El casero tenía unos 76 años, pero era el más terco y enojón que había conocido. Siempre andaba rondando, buscando a sus inquilinos para cobrarles, con su cabeza blanca y sus gafas que lo hacían parecer inofensivo. Pero no había nada más lejano de la realidad.
—Señor, Ramiro —escuché la voz de la señora Imelda, mi vecina, una anciana de 87 años. —Ileana ya no está.
—¿No será que no quiere pagarme y se está escondiendo? —el tono del casero era implacable.

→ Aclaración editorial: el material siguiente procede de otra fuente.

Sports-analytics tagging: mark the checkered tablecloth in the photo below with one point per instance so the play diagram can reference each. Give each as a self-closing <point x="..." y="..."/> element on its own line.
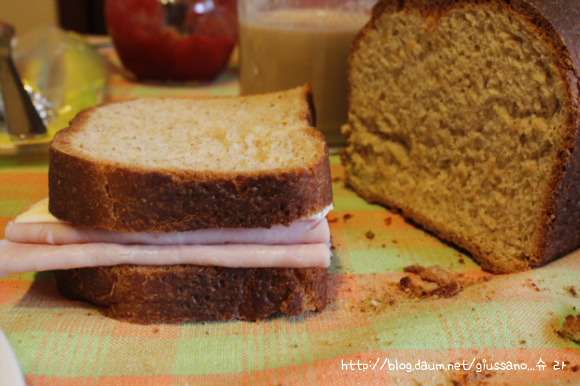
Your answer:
<point x="496" y="330"/>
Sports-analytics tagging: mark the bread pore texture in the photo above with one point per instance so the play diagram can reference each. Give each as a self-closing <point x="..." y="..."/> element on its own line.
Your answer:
<point x="464" y="115"/>
<point x="167" y="164"/>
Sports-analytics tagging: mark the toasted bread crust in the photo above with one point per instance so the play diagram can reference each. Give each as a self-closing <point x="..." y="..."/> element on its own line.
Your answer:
<point x="555" y="22"/>
<point x="97" y="193"/>
<point x="117" y="198"/>
<point x="176" y="294"/>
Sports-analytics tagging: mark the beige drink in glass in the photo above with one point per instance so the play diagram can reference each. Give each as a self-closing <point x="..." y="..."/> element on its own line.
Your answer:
<point x="285" y="48"/>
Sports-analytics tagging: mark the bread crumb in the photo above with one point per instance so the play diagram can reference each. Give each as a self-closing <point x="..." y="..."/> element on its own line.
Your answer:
<point x="571" y="328"/>
<point x="572" y="291"/>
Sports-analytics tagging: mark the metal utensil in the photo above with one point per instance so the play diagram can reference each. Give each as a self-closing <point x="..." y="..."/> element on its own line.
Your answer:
<point x="22" y="119"/>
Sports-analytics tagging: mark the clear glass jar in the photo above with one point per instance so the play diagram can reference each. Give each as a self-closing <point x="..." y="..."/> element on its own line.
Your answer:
<point x="286" y="43"/>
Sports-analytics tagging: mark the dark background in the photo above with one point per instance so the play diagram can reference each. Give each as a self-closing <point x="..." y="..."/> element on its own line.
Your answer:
<point x="83" y="16"/>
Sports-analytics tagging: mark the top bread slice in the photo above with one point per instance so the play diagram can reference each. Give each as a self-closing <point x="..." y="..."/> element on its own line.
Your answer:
<point x="465" y="116"/>
<point x="162" y="164"/>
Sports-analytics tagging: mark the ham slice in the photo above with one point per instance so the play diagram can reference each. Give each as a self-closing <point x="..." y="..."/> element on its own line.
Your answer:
<point x="18" y="257"/>
<point x="299" y="232"/>
<point x="37" y="241"/>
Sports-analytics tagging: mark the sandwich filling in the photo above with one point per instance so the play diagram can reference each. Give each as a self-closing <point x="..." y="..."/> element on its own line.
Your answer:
<point x="37" y="241"/>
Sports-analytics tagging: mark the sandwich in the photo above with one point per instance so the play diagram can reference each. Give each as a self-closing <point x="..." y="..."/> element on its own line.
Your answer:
<point x="168" y="210"/>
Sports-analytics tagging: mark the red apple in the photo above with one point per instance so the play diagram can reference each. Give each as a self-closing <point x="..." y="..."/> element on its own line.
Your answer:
<point x="175" y="40"/>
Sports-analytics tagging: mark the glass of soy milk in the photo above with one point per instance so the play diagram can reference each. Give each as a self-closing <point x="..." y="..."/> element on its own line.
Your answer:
<point x="286" y="43"/>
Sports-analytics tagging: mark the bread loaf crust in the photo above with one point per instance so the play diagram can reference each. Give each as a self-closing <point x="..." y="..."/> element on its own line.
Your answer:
<point x="135" y="199"/>
<point x="177" y="294"/>
<point x="556" y="22"/>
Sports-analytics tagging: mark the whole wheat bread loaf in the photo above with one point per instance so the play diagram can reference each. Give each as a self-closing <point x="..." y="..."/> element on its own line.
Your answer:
<point x="465" y="116"/>
<point x="160" y="165"/>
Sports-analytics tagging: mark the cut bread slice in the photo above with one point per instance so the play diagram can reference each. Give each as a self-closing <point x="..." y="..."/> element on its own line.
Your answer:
<point x="465" y="116"/>
<point x="176" y="294"/>
<point x="160" y="165"/>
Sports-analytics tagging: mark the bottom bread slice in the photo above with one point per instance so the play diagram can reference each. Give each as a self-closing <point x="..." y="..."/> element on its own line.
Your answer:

—Yo acabo de verla salir —La señora Imelda estaba convencida de lo que decía, pero ella sufría de un trastorno de confabulación, creía en las memorias y los eventos que se mezclaban en su mente, creando realidades que no eran. Y esa realidad la hacia parecer tan segura de si misma.
Suspiré, sabiendo que no podía hacer nada para evitarlo. Pero la calma vino de un lugar extraño; el pensar que el casero había caído en la confusión de la señora Imelda.
—Ni modo que se quede esperándome —dije en voz baja, como si mi propia resignación pudiera apaciguar la situación.
—Pues la esperaré aquí. Ni modo que no regrese —escuché al casero decir, desafiante.
Miro al techo nuevamente, preguntándome en silencio: "¿Por qué a mí?" Estaba claro que él iba a esperar horas. Y yo no podía quedarme allí.
Me quité las zapatillas y abrí la ventana con cautela. Vivía en el primer piso (gracias al cielo). Pase una pierna y al querer salir completamente, mi media se atoró en un clavo de la ventana. El pánico se instaló en mi cuerpo.
—¡Psst! —le dije a un niño que se acercaba con su bicicleta —¿Me pasas esa ladrillo?
El niño se detuvo, y comenzó a reírse. Mi rostro se tensó, y el coraje creció en mi pecho
—¿Qué te pasa, eh? ¿No te han enseñado a respetar a tus mayores? —Apenas y las palabras lograron salir del esfuerzo que estaba haciendo por alcanzar al niño, pero él seguía riendo.
No paraba de burlarse de mí, y yo intentaba mantener la calma. Si el señor Ramiro me veía, se quedaría allí, y mi única salida sería pagarle, lo que no podía hacer.
—¡¿Qué haces aquí niño?! —escucho la voz del señor Ramiro. Sus pasos acercándose me hicieron entrar en un cúmulo de desesperación.